Citigroup fires executive Jason Gelinas for running a QAnon website

Citigroup fires executive Jason Gelinas for running a QAnon website

Citigroup has fired an executive who was unmasked last month as the operator of a popular QAnon website.

Jason Gelinas, a senior vice president in Citi’s technology group, got a pink slip from the $1.9 trillion megabank after it was discovered he was running QMap, a user-friendly website that collected and organized the various postings of Q, the pseudonym of QAnon’s mysterious founder and leader of the controversial conspiracy group.

“Mr. Gelinas is no longer employed by Citi,” a company spokesperson said in a statement. “Our Code of Conduct includes specific policies that employees are required to adhere to, and when breaches are identified, the firm takes action.”

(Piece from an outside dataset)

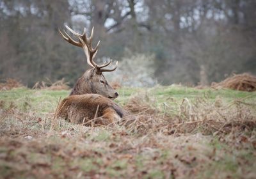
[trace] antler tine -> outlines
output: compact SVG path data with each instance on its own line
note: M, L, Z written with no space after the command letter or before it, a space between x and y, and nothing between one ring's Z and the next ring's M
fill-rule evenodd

The spokesperson didn’t elaborate, but last month the bank had said “employees are required to disclose and obtain approvals for outside business activities.” At the time, multiple reports had found that Gelinas was earning more than $3,000 a month from the crowdfunding site Patreon to pay QMap’s bills.

Gelinas, a 48-year-old resident of Berkeley Heights, NJ, was outed in early September by Logically, a fact-checking news site that also discovered Gelinas is a longtime Wall Street IT expert who joined Citi in 2003 after a stint at Credit Suisse.


Reached by Bloomberg outside his home last month, Gelinas described QAnon — a conspiracy theory that claims President Trump is battling a “deep state” ring of child-sex traffickers — as “a patriotic movement to save the country.”

It’s not an ideal time for Citi to be reckoning with a politically sensitive firing, especially in its technology group.

In mid-September, around the same time Gelinas was unmasked as a QAnon major player, reports swirled that regulators are preparing a formal reprimand for Citi for failing to upgrade the bank’s outdated technology systems, opening it up to online threats and other risky behaviors.

On Sept. 10, Citi announced that chief executive Michael Corbat will retire in February, elevating Jane Fraser to CEO and making her the first woman to hold that role at a top-four American bank.